Conventional   Most home buyers   back-end ratio more important   36%-43%   45%-50%   3% to 20%   Every lender decided based on a variety of factors. Most borrowers choose FRM over ARM loans. 30-year FRM is the most popular option. MIP is similar to PMI, though lasts onger.  
FHA   Borrowers with poor credit scores & limited downpayment   31%   43%   57%   3.5%   Higher ratios also require compensating factors for loan approval. Credit score above 580 ok, credit score from 500-579 require 10% downpayment.  
VA   Active duty military members & veterans   back-end ratio more important   41%   ~ 47%   0%   Each veteran is considered based on a variety of factors. Approvals above 41% require an explanation. Both BAH and BAS are counted as income to help borrwers qualify. Loans have a relatively small funding fee.  
USDA   Low-income rural   29%   41%   41%   0%   Maximum allowable income is 115% of local median income. Most of the land mass of the nation outside of large cities qualify for USDA. Top backend limit rises to 44% with PITI below 32%. A small funding fee of about 1% is added to the loan.  
CFPB Shifting From DTI Ratio to Loan Pricing

Both Fannie Mae and Freddie Mac have allowed higher DTI ratios for buyers carrying significant student debt.

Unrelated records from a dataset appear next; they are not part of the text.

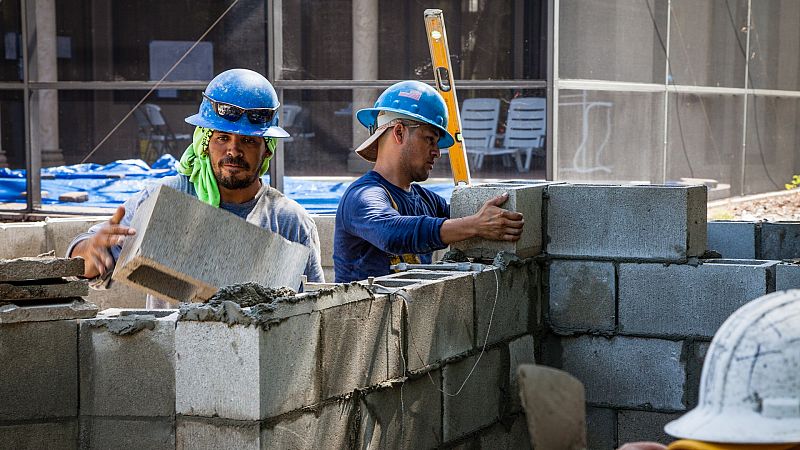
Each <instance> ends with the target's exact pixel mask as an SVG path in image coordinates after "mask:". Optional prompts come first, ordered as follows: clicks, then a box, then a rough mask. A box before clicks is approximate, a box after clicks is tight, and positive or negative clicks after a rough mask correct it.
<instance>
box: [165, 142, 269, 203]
mask: <svg viewBox="0 0 800 450" xmlns="http://www.w3.org/2000/svg"><path fill="white" fill-rule="evenodd" d="M213 132H214V131H213V130H211V129H209V128H202V127H197V128H195V130H194V136H192V143H191V144H190V145H189V146H188V147H186V151H185V152H183V156H181V160H180V163H179V164H178V173H180V174H182V175H186V176H188V177H189V181H191V182H192V184H193V185H194V190H195V191H196V192H197V198H199V199H200V201H202V202H205V203H208V204H209V205H211V206H216V207H217V208H219V187H218V186H217V179H216V177H214V171H213V169H212V168H211V164H212V161H211V160H210V159H209V157H208V141H209V140H210V139H211V134H212V133H213ZM264 140H265V141H266V145H267V148H268V149H269V151H270V155H269V156H268V157H266V158H264V162H263V163H262V164H261V170H259V172H258V176H259V177H260V176H263V175H264V174H265V173H266V172H267V170H268V169H269V160H270V159H272V155H274V154H275V147H277V145H278V141H276V140H275V139H273V138H264Z"/></svg>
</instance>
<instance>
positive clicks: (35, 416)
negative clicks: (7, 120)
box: [0, 320, 78, 420]
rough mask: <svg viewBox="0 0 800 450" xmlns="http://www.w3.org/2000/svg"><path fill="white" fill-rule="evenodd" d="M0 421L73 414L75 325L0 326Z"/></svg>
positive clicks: (77, 370) (49, 322) (17, 324)
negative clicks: (0, 382)
mask: <svg viewBox="0 0 800 450" xmlns="http://www.w3.org/2000/svg"><path fill="white" fill-rule="evenodd" d="M0 361H3V363H2V364H0V380H3V382H2V384H0V420H26V419H39V418H59V417H76V416H77V415H78V323H77V321H75V320H59V321H52V322H28V323H12V324H3V325H0Z"/></svg>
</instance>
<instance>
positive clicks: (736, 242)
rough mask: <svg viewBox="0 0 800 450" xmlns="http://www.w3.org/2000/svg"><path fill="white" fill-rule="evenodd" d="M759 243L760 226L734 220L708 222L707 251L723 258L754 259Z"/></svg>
mask: <svg viewBox="0 0 800 450" xmlns="http://www.w3.org/2000/svg"><path fill="white" fill-rule="evenodd" d="M760 241H761V224H760V223H757V222H743V221H735V220H714V221H711V222H708V249H709V250H713V251H715V252H718V253H719V254H720V255H722V257H723V258H731V259H756V258H757V257H758V256H757V255H756V252H757V249H758V247H759V243H760Z"/></svg>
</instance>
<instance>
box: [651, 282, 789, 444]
mask: <svg viewBox="0 0 800 450" xmlns="http://www.w3.org/2000/svg"><path fill="white" fill-rule="evenodd" d="M699 400H700V401H699V404H698V406H697V408H695V409H693V410H691V411H689V412H688V413H687V414H685V415H684V416H682V417H681V418H679V419H678V420H675V421H672V422H670V423H668V424H667V425H666V426H665V427H664V430H665V431H666V432H667V433H669V434H670V435H672V436H675V437H679V438H684V439H692V440H697V441H708V442H719V443H732V444H781V443H800V290H791V291H783V292H776V293H773V294H769V295H765V296H763V297H761V298H758V299H756V300H753V301H752V302H750V303H748V304H746V305H744V306H742V307H741V308H739V309H738V310H737V311H736V312H734V313H733V314H732V315H731V316H730V317H728V319H727V320H726V321H725V323H723V324H722V327H720V329H719V331H717V333H716V334H715V335H714V339H713V340H712V341H711V346H710V347H709V349H708V353H707V355H706V360H705V364H704V366H703V374H702V377H701V381H700V399H699Z"/></svg>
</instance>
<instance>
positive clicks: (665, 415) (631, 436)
mask: <svg viewBox="0 0 800 450" xmlns="http://www.w3.org/2000/svg"><path fill="white" fill-rule="evenodd" d="M681 415H682V413H659V412H653V411H626V410H621V411H618V412H617V440H618V442H619V443H620V445H622V444H623V443H625V442H640V441H650V442H671V441H673V440H674V439H675V438H674V437H672V436H670V435H668V434H667V433H665V432H664V425H666V424H667V423H668V422H671V421H673V420H675V419H677V418H678V417H680V416H681Z"/></svg>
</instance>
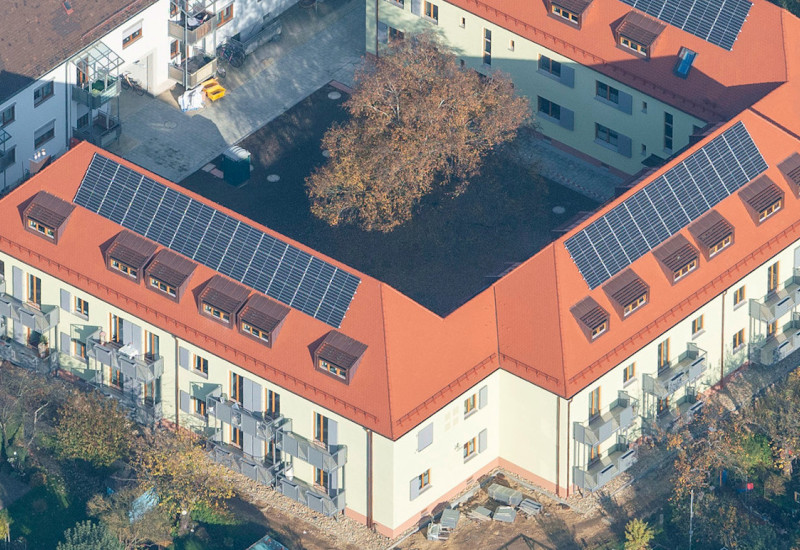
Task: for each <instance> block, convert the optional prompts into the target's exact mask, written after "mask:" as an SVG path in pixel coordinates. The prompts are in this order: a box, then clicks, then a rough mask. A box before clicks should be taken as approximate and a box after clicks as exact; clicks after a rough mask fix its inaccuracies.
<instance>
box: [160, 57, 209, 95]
mask: <svg viewBox="0 0 800 550" xmlns="http://www.w3.org/2000/svg"><path fill="white" fill-rule="evenodd" d="M184 66H185V67H186V69H187V73H188V74H187V82H185V83H184V82H183V76H184V75H183V69H184ZM216 72H217V58H216V57H213V56H211V55H208V54H199V55H195V56H193V57H190V58H189V59H188V61H183V62H182V63H180V64H170V66H169V71H168V76H169V78H171V79H172V80H176V81H178V82H181V83H183V84H184V87H185V88H186V89H190V88H194V87H195V86H198V85H199V84H201V83H202V82H205V81H206V80H208V79H209V78H211V77H213V76H214V75H215V74H216Z"/></svg>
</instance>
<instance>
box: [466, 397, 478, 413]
mask: <svg viewBox="0 0 800 550" xmlns="http://www.w3.org/2000/svg"><path fill="white" fill-rule="evenodd" d="M476 406H477V395H476V394H474V393H473V394H472V395H470V396H469V397H467V398H466V399H465V400H464V417H467V416H469V414H470V413H471V412H473V411H475V409H476Z"/></svg>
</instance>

While measuring debt-to-income is useful for getting a baseline feel for what you may qualify for, the CFPB proposed shifting mortgage qualification away from DTI to using a pricing based approach.

What Change did the CFPB Propose?

"the Bureau proposes to amend the General QM definition in Regulation Z to replace the DTI limit with a price-based approach."

Why Did They Suggest the Change?

"The Bureau is proposing a price-based approach because it preliminarily concludes that a loan’s price, as measured by comparing a loan’s annual percentage rate to the average prime offer rate for a comparable transaction, is a strong indicator and more holistic and flexible measure of a consumer’s ability to repay than DTI alone."

How Does This Impact Loan Qualification for Low-income Buyers?

"For eligibility for QM status under the General QM definition, the Bureau is proposing a price threshold for most loans as well as higher price thresholds for smaller loans, which is particularly important for manufactured housing and for minority consumers."

Should You Rent or Buy a Home?

Having the ability to buy something does not mean that one necessarily should. Owning a home is both a significant commitment and a serious lifestyle choice. Renting a home is a more flexible arrangement than buying. Here are some factors to consider beyond the above financial ratios.

1

Do you plan on living in the area for an extended period of time? Real estate transactions are typically large, leveraged, high-friction transactions. Between closing costs, real estate commissions & other related fees, many home buyers may spend about eight or nine percent of the home's price between buying and selling it. If you live in a place for a significant period of time the home appreciation can more than offset any costs, but if you only live there a couple years before moving again it is likely to cost you as the first few years of a loan's payments go primarily toward interest.

 

2

How secure is your source of income? If your job may require you to move then owning a home may harm your career flexibility. If you are in a field with high employee churn then renting may be a better option.

 

3

Will you be adding to your family in the near future? If you buy a house & quickly outgrow it, there's no guarantee that it will be easy to simulaneously sell your current home and buy a larger one.

 

4

What are the local market conditions? During many busts markets like Phoenix and Las Vegas have been cheap to buy in. Other markets like San Francisco and New York City are typically priced well above equivalent rent payments.